Antisemitismus bedroht Menschen jüdischen Glaubens und unsere freiheitlich-
demokratische Grundordnung. Antisemitismus richtet sich auch gegen Nichtjuden
und gegen das friedliche Zusammenleben von Menschen in ihrer Verschiedenheit.
Antisemitismus macht auch vor unseren Parlamenten nicht Halt.
Die Bekämpfung von Antisemitismus gehört zum Selbstverständnis der
Bundesrepublik Deutschland. In diesem Bewusstsein hat der Landtag Baden-
Württembergs die Landesregierung ersucht, einen Beauftragten gegen
Antisemitismus zu berufen. Inzwischen hat der Beauftragte seinen ersten Bericht
vorgelegt.
Darin wird deutlich, dass in Baden-Württemberg (wie im Bund) die Zahl
antisemitischer Straftaten 2018 im Vergleich zum Vorjahr angestiegen ist. Das
gilt auch für antisemitische Einstellungen. Sowohl manifest als auch latent
antisemitische Einstellungen haben zwischen 2016 und 2018 deutlich zugenommen.

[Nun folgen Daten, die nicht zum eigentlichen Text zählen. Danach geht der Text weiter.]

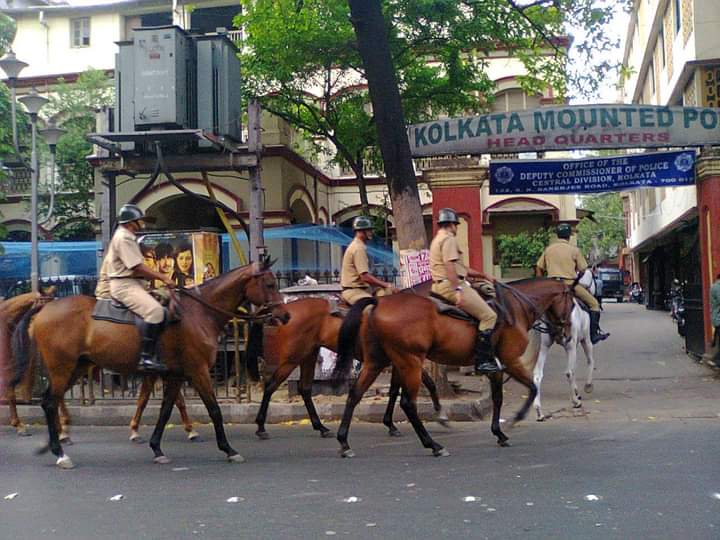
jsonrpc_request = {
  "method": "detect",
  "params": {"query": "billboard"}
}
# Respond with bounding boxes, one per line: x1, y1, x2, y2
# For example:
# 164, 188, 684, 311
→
140, 232, 221, 287
408, 104, 720, 157
490, 150, 695, 195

Betrachtet man die Entwicklung in einem längerfristigen Zeitverlauf, so gibt es
sowohl bei antisemitischen Straftaten als auch Einstellungen Schwankungen.

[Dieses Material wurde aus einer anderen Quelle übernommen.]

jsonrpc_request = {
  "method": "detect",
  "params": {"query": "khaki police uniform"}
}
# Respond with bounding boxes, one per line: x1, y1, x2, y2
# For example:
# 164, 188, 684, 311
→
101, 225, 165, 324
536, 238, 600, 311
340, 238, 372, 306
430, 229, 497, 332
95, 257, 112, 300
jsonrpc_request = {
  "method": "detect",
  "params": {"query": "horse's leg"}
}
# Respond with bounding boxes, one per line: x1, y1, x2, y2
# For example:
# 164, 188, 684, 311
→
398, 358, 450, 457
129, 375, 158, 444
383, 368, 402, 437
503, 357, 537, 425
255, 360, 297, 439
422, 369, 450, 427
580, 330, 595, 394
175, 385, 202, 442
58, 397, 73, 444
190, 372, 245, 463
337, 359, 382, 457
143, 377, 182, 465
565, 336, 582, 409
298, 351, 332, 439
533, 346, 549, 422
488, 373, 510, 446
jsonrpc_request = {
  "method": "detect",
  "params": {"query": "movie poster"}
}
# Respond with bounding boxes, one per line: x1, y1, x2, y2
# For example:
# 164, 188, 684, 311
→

Niedrigere Werte in manchen Jahren sind jedoch kein Anlass zur Beruhigung, denn
höhere Werte deuten auf einen „Vorrat“ an antisemitischer Haltungen hin.
Wir verurteilen antisemitische Äußerungen und Übergriffe, egal, aus welcher Ecke
sie kommen. Wir nehmen es nicht hin, dass Antisemitismus in Baden-Württemberg
zunimmt und jüdisches Leben bedroht wird.

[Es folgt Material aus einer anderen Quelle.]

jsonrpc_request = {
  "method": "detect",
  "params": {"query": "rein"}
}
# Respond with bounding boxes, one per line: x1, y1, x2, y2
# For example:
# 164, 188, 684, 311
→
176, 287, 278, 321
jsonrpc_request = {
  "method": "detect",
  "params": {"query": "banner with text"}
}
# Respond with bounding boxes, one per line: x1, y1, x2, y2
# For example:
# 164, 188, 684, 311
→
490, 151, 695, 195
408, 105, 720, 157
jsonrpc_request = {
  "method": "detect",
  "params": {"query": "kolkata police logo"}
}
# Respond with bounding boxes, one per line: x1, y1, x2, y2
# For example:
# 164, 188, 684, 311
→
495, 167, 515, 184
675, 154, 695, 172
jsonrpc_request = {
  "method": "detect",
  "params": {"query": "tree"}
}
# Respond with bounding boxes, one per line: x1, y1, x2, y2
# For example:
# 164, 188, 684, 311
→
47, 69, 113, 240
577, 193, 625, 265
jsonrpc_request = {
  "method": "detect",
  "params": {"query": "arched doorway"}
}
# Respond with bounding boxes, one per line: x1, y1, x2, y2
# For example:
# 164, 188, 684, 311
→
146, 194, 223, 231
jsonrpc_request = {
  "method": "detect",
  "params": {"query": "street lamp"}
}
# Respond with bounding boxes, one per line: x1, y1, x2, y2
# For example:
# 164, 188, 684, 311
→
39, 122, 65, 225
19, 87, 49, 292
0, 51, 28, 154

Die Bekämpfung des Antisemitismus braucht sowohl ein ressortübergreifendes
Bündel von Maßnahmen als auch das Engagement von Politik und Zivilgesellschaft.
In diesem Sinne unterbreitet der Bericht des Beauftragten gegen Antisemitismus
relevante Handlungsempfehlungen für verschiedene Bereiche.
Von besonderer Bedeutung ist dabei die aktive Gestaltung der Erinnerungskultur.
Es braucht engagierte Bürgerinnen und Bürger, die die Erinnerung an die Opfer
und Schrecken des Nationalsozialismus wach halten. Das betrifft im Sinne des
früheren Bundespräsidenten Richard von Weizsäcker gerade auch die jüngeren
Generationen. Sie sind „nicht verantwortlich für das, was damals geschah. Aber
sie sind verantwortlich für das, was in der Geschichte daraus gemacht wird.“
Jede Generation muss sich immer wieder von neuem bewusst werden, dass aus
unserer Geschichte eine Verantwortung für das Heute erwächst. Diese
Verantwortung gilt für alle, die in Deutschland leben, gleich welcher Herkunft.
Damit nicht in Vergessenheit gerät, was niemals vergessen werden und niemals
wieder passieren darf.
Doch unterliegt die Erinnerungskultur heute einem erheblichen Wandel. Denn zum
einen werden die Zeitzeugen des Nationalsozialismus weniger, die direkte
Vermittlungsarbeit für junge Menschen leisten können. Zum anderen wächst in
unserer Einwanderungsgesellschaft die Zahl der Menschen, die keinen familiären
Bezug zum Nationalsozialismus haben und andere Geschichten mitbringen. Wenn
diese verschiedenen Perspektiven auf der Grundlage der Menschenrechte und
demokratischer Werte ernst genommen werden, kann eine plurale und offene
Erinnerungskultur erwachsen, die wiederum die demokratische Identität stärken
kann.
Diese Entwicklungen stellen für Gedenkstätten und Erinnerungsorte als
Institutionen der Erinnerungskultur eine besondere Herausforderung dar. Um
erfolgreich Erinnerung wach halten und Geschichte vermitteln zu können, müssen
sie ihre pädagogischen Konzepte weiterentwickeln und dabei auch die digitale
Lebenswelt berücksichtigen. Dazu benötigen sie eine auf Dauer verlässliche
Finanzierung und pädagogisch geschultes Personal.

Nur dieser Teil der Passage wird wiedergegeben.